Along with the search page, a search bar has also been added to each page using Twitter Typeahead which autocompletes the results. This box basically shows same results as the search page when the “Only match by port names” option is selected, allowing to rank the search results.


Livecheck and local MacPorts installation

A lot of new functionality could be enable on the website only because of the local MacPorts that now runs on the server itself. This has allowed us to achieve the following:

  • Livecheck results for all ports obtained by running: port livecheck port-name
  • Updates to the ports table can now be made as fast as real-time because the PortIndex is now generated locally and not fetched from the rsync server. But generating a local Portindex can give inconsistent results because of the server-side platform. However, the portindex command provide the ability to fake the platform and hence we generate the portindex for the latest MacOS version.
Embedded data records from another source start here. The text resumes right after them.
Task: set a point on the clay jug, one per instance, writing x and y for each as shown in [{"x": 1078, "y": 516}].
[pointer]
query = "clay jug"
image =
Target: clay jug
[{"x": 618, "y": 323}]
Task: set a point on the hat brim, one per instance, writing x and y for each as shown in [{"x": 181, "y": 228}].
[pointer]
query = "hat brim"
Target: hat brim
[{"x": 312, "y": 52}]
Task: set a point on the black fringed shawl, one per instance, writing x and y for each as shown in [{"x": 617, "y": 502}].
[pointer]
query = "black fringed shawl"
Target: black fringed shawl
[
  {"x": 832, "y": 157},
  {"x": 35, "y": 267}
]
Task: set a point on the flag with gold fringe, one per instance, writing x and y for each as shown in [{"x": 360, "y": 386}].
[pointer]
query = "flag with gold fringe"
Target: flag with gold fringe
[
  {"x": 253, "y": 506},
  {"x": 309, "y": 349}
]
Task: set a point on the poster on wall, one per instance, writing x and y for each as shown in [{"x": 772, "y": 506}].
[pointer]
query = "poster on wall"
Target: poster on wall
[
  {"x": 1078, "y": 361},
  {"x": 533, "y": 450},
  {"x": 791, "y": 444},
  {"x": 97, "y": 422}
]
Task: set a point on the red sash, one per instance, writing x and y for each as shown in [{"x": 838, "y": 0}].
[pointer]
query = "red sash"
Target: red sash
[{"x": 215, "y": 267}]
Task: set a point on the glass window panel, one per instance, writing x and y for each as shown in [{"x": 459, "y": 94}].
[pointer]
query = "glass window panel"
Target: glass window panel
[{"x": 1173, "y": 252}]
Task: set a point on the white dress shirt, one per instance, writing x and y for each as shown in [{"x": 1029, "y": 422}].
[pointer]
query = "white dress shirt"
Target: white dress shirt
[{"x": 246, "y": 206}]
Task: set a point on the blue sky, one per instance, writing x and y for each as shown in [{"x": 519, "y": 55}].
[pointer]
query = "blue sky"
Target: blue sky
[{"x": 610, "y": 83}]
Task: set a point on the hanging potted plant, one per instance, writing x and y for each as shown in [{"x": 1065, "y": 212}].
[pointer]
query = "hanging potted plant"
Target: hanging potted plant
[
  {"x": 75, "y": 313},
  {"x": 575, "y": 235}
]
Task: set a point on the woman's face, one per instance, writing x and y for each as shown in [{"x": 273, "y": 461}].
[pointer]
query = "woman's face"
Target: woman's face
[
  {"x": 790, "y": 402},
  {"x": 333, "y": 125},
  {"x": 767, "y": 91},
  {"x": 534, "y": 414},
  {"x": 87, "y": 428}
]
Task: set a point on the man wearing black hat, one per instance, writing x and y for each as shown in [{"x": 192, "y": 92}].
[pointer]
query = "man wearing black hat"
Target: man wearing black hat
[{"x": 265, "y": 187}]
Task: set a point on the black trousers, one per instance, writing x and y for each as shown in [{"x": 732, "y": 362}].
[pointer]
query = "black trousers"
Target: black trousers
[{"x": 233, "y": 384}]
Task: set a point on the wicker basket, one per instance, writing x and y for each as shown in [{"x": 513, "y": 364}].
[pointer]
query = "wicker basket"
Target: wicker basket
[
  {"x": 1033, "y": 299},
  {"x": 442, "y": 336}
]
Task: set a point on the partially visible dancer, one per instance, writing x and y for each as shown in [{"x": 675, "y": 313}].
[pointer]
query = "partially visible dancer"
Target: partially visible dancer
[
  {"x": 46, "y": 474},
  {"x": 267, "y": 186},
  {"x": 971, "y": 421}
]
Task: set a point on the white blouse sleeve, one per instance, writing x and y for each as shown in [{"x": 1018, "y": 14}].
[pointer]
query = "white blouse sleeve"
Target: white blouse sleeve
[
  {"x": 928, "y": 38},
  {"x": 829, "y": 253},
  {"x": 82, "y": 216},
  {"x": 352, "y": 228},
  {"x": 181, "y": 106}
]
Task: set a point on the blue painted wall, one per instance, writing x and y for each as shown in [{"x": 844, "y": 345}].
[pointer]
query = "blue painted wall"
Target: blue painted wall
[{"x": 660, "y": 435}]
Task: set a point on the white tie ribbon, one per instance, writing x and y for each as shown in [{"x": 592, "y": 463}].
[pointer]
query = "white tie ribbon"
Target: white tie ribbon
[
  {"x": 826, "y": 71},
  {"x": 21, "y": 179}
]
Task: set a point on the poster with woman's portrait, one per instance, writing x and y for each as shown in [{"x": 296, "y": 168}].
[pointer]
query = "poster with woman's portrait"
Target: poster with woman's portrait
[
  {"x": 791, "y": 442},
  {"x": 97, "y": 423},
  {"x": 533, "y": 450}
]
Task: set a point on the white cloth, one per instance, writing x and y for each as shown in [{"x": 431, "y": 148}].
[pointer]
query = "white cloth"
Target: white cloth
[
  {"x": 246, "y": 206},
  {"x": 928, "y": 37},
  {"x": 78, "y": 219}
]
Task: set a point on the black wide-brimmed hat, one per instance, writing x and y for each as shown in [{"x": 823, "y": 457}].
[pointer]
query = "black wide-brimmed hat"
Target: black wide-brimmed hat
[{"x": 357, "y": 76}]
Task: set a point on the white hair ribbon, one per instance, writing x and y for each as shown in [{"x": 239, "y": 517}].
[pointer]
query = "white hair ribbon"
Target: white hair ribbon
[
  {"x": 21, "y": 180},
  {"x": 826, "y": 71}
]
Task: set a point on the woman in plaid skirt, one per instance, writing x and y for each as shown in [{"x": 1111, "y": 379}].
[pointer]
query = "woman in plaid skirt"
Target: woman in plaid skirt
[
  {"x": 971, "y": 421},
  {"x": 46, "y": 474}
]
Splash screen and new port’s page

A simplified page now sits on top of the port page which is full of technical information. Since, this information is not useful to a general user, they only see a simple page which instructions on how to install the port and its description.
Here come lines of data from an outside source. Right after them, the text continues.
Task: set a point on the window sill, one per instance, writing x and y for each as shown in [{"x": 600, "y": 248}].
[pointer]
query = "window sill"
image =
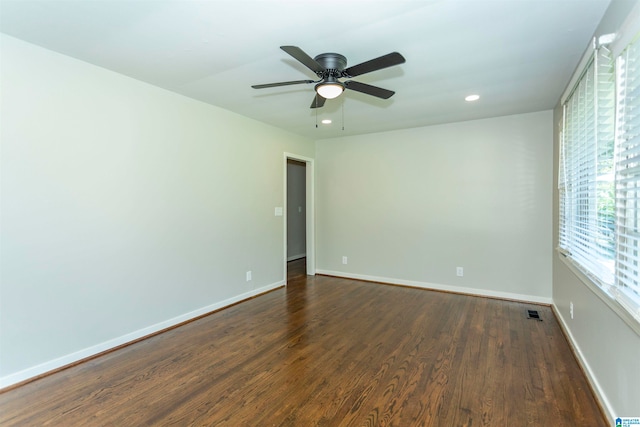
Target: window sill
[{"x": 603, "y": 294}]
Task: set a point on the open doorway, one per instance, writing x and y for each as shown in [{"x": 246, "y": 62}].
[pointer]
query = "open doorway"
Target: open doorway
[{"x": 299, "y": 217}]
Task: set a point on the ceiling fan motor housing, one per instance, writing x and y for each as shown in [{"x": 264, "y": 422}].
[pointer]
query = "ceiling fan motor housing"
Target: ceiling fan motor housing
[{"x": 333, "y": 63}]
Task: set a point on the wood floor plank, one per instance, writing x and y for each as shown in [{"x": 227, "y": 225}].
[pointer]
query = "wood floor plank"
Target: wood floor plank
[{"x": 326, "y": 351}]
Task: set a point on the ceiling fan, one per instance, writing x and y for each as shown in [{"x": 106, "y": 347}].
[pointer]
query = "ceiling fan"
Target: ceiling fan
[{"x": 330, "y": 67}]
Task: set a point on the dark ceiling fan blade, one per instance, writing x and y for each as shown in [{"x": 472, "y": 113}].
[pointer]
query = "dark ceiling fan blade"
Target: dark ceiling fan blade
[
  {"x": 318, "y": 101},
  {"x": 368, "y": 89},
  {"x": 305, "y": 59},
  {"x": 294, "y": 82},
  {"x": 379, "y": 63}
]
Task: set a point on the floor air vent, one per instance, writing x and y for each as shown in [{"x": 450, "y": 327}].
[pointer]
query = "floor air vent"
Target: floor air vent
[{"x": 533, "y": 314}]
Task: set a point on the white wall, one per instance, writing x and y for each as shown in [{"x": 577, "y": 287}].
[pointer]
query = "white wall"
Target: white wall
[
  {"x": 609, "y": 347},
  {"x": 125, "y": 208},
  {"x": 410, "y": 206},
  {"x": 296, "y": 210}
]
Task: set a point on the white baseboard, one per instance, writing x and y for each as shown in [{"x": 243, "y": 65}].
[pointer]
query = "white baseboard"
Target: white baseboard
[
  {"x": 595, "y": 385},
  {"x": 77, "y": 356},
  {"x": 433, "y": 286}
]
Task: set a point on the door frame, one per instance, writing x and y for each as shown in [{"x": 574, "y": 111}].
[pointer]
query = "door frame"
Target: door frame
[{"x": 309, "y": 212}]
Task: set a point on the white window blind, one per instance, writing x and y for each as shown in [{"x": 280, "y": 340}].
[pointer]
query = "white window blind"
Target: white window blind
[
  {"x": 586, "y": 181},
  {"x": 599, "y": 175},
  {"x": 627, "y": 158}
]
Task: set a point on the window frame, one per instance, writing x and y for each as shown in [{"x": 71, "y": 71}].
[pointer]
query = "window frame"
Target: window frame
[{"x": 628, "y": 309}]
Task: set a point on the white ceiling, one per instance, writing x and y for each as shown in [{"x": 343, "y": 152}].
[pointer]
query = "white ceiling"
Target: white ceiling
[{"x": 516, "y": 54}]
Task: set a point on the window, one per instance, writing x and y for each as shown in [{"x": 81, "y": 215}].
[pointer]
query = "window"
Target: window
[{"x": 599, "y": 175}]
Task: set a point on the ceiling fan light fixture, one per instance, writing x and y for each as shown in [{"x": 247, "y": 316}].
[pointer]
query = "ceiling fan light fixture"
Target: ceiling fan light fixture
[{"x": 330, "y": 90}]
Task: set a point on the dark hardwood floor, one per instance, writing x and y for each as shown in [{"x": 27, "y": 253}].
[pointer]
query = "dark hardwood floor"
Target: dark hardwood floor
[{"x": 326, "y": 351}]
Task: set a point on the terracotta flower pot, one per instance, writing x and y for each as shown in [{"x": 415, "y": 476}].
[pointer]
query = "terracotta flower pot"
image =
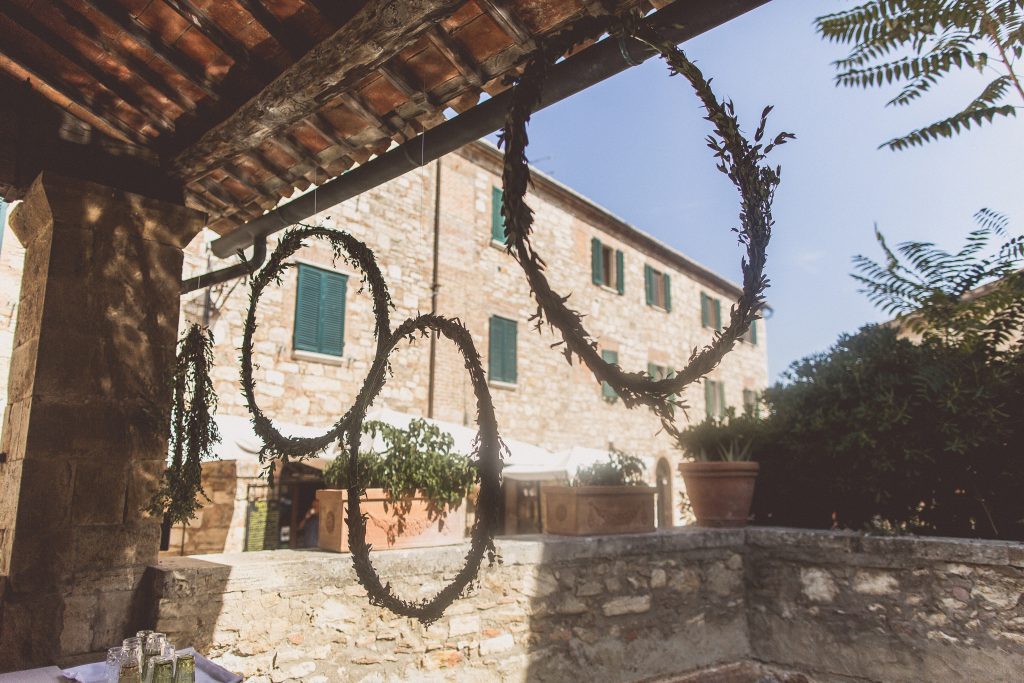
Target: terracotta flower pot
[
  {"x": 597, "y": 510},
  {"x": 720, "y": 493},
  {"x": 418, "y": 526}
]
However, developers can by-pass this page by making the detailed ports page as default.

The look and feel of the ports page has been completely changed to include more information like port notes, variant description, subports and OS Name for Port health.


New charts based on Chart.JS and asynchronous loading

We dropped Google Charts and opted for Chart.JS that removed the need of being dependent on any CDN. The new Chart.JS based charts use API with improved queries to fetch data and then process the data (so that it is fit for the charts) using JavaScript, thus reducing the server-side load.

The charts load asynchronously which provides great user experience regardless of the noticeable time taken to build them.

The duration charts are cached for one hour and monthly charts are cached for 24 hours using Memcached- boosting the website performance.


Watchlist and Notifications

Users can now login using their email addresses or easily using GitHub login. Once logged in, they can follow ports and receive notifications when these ports get updates/ changed. They can also have a quick overview of these ports on a single page.

Maintainers can also have the overview of the ports maintained by them. This matching is done using their emails addresses and GitHub accounts. A user can add any number of emails and GitHub handles to an account.

The ports can also be directly followed from the search page by clicking the + button in front of the port name. This uses AJAX and the page does not refresh.


Other UI Enhancements

Dark Mode


New landing page


New filters for build page: New filters have been used for the build page, which allow multiple-select functionality.


The comprehensive REST API

A complete REST API has been built using Django Rest Framework, it exposes endpoints for all the information that the app gathers and provides some amazing methods to narrow down the data. The API comes with list-views, detail-views, filters, search and sort functionalities which make it super-easy to find information stored in any corner of the app.

The API even exposed the autocomplete search functionality obtained using Solr.


I have tried to include the highlights of the project in this blog post. I had a great learning experience while taking the site from scratchy to a better-polished version. I learnt some advanced new technologies, thanks to Amar Takhar for all the help that was needed while getting accustomed to these technologies.

This GSoC was not a regular GSoC. My mentors allowed me to adjust the timeline according to my college-schedule, I was given more-than-regular freedom in taking project related decisions and as I already mentioned- this time it was not just about building something that does the job. But it was much more than that- it was about optimisation, better experience, neat and easy to maintain codebase.

I hope the new webapp turns out to be useful for the MacPorts Project and I get an opportunity to give back. Two years with MacPorts have been full of learning and challenges.

A huge thanks to my mentors, org admins, MacPorts organisation and Google Summer of Code!